Friday, January 18, 2008

Taking its toll

We were cruising on the autopista on a day trip to Sarchí when we approached a toll booth, and traffic halted. A long stretch of cars and trucks was ahead of us, and we were certain we were in for an interminable wait. We watched street vendors weave between cars, hawking everything from mangoes and bottled water to cowboy hats, sunglasses, and car phone adapters. As we inched our way along, and I fumbled for the 75 colones (about 15 cents) to pay the toll, we wondered aloud how long we’d be caught waiting.

Suddenly, the cars in front of us began to fly ahead. Dan punched the gas, and soon we were sailing through the toll booth, 75 colones still in hand. The money collectors remained in their booths while a handful of policemen animatedly waved us through.

Wow! This was such an unexpected surprise—it was our lucky day! No more waiting, no paying the meager toll, no little slip of amber paper (to promptly shove in the ashtray) indicating we paid our dues—weren’t we special? We later learned that when the waiting traffic line reaches about a kilometer, the government forfeits the toll money and lets drivers pass.
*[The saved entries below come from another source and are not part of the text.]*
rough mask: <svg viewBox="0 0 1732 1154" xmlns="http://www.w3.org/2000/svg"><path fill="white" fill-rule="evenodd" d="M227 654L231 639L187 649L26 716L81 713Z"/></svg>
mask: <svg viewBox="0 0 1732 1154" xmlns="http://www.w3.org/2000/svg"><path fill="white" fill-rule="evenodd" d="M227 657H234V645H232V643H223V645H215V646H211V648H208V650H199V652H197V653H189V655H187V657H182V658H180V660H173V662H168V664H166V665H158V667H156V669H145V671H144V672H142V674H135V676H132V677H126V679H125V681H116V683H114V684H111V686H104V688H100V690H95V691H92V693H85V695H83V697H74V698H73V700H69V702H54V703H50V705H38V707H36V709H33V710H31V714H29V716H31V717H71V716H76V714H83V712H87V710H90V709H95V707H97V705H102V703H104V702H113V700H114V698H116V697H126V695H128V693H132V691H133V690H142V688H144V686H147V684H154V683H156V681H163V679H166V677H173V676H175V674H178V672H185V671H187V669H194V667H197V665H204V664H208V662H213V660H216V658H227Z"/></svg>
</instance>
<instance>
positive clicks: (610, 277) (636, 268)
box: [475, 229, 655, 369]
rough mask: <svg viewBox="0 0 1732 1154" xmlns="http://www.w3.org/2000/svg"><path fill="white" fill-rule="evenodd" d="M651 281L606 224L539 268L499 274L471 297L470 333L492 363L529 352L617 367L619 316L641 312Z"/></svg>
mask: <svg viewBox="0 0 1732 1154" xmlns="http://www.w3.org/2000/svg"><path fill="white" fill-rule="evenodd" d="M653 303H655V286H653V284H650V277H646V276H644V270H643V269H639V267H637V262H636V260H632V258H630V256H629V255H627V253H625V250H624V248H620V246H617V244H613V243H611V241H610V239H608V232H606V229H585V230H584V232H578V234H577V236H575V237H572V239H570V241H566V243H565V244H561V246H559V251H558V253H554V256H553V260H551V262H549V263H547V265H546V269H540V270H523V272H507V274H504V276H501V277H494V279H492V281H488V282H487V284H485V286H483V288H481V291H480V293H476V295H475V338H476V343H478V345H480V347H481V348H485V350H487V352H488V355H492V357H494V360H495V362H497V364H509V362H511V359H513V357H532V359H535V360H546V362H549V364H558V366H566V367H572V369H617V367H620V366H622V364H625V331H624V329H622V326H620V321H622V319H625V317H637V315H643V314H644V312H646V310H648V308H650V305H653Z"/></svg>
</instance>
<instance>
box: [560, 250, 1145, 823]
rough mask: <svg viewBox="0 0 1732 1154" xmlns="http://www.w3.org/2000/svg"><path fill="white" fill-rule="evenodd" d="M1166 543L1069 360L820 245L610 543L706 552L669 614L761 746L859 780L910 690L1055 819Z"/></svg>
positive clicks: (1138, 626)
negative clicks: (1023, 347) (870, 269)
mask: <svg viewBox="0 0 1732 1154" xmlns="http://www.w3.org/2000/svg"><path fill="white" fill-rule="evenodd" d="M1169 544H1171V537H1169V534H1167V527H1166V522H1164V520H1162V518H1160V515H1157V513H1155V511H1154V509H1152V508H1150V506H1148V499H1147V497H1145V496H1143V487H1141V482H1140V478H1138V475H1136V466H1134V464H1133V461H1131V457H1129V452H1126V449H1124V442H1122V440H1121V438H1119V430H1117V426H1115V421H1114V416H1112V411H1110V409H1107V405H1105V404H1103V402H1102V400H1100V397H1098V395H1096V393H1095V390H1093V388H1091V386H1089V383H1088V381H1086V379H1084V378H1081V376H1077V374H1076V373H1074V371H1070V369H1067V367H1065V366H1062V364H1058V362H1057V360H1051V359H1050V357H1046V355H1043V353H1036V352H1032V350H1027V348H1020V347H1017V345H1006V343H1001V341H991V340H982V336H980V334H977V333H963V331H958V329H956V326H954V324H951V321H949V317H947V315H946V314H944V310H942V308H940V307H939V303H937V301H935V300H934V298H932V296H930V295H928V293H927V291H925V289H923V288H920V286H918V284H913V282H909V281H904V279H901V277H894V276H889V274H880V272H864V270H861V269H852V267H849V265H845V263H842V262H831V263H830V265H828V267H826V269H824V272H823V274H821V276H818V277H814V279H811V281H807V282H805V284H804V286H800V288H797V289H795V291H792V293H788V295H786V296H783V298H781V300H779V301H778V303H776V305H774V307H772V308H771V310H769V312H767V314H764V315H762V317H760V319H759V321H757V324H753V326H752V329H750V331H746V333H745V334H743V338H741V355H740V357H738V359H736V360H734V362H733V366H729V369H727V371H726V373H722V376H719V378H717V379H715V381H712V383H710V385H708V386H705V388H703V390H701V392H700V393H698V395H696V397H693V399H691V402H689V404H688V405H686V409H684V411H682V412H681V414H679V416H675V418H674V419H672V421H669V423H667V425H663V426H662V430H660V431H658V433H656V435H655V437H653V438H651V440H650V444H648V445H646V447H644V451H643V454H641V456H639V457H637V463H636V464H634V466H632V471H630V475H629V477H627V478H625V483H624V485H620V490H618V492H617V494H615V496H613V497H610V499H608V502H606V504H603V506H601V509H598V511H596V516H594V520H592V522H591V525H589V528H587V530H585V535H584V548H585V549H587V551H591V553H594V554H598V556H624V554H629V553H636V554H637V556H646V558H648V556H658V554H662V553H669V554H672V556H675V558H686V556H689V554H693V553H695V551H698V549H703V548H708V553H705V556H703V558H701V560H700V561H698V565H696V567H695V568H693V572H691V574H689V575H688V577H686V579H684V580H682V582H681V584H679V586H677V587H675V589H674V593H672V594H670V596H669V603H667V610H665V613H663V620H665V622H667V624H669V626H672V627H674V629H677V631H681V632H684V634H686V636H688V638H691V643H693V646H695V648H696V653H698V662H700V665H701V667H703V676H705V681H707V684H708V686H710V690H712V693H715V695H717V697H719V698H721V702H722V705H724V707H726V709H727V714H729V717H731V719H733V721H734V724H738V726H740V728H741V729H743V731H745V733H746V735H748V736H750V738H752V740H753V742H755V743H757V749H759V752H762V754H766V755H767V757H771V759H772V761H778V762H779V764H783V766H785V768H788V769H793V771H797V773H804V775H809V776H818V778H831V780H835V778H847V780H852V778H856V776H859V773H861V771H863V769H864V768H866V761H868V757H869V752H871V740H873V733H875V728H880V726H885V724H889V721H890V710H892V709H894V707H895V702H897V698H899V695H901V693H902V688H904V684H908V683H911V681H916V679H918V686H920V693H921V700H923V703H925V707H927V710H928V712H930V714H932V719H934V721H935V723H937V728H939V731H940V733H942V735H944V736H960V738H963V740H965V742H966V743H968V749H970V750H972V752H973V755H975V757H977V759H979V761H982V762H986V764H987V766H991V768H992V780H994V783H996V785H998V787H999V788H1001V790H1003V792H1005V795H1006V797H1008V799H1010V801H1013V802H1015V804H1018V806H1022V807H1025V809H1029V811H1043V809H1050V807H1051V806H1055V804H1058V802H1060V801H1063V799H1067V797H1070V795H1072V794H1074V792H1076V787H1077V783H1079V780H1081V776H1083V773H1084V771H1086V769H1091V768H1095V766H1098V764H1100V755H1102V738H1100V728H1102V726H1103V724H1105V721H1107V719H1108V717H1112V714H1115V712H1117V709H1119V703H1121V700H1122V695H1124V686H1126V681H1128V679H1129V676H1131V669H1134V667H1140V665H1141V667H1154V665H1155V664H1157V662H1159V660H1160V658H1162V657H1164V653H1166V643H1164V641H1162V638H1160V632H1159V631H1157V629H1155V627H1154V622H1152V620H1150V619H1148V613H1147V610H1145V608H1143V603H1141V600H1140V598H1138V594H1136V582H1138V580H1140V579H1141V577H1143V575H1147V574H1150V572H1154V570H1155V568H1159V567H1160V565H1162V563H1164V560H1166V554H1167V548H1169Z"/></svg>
Here in Costa Rica, we’re living on Tico time—the pace of life is slower. Waiting is not seen as an exercise in frustration; punctuality is completely unexpected. Nothing moves at a frenetic pace … except the traffic. Driving in Costa Rica is not for the fainthearted. In a surprising juxtaposition, soft-spoken, kind-hearted, slow-moving Ticos become hurried, maniacal fiends when they get behind the wheel. Perhaps it’s for this reason that they open the tolls when traffic is congested. Tico time does not apply on the pista.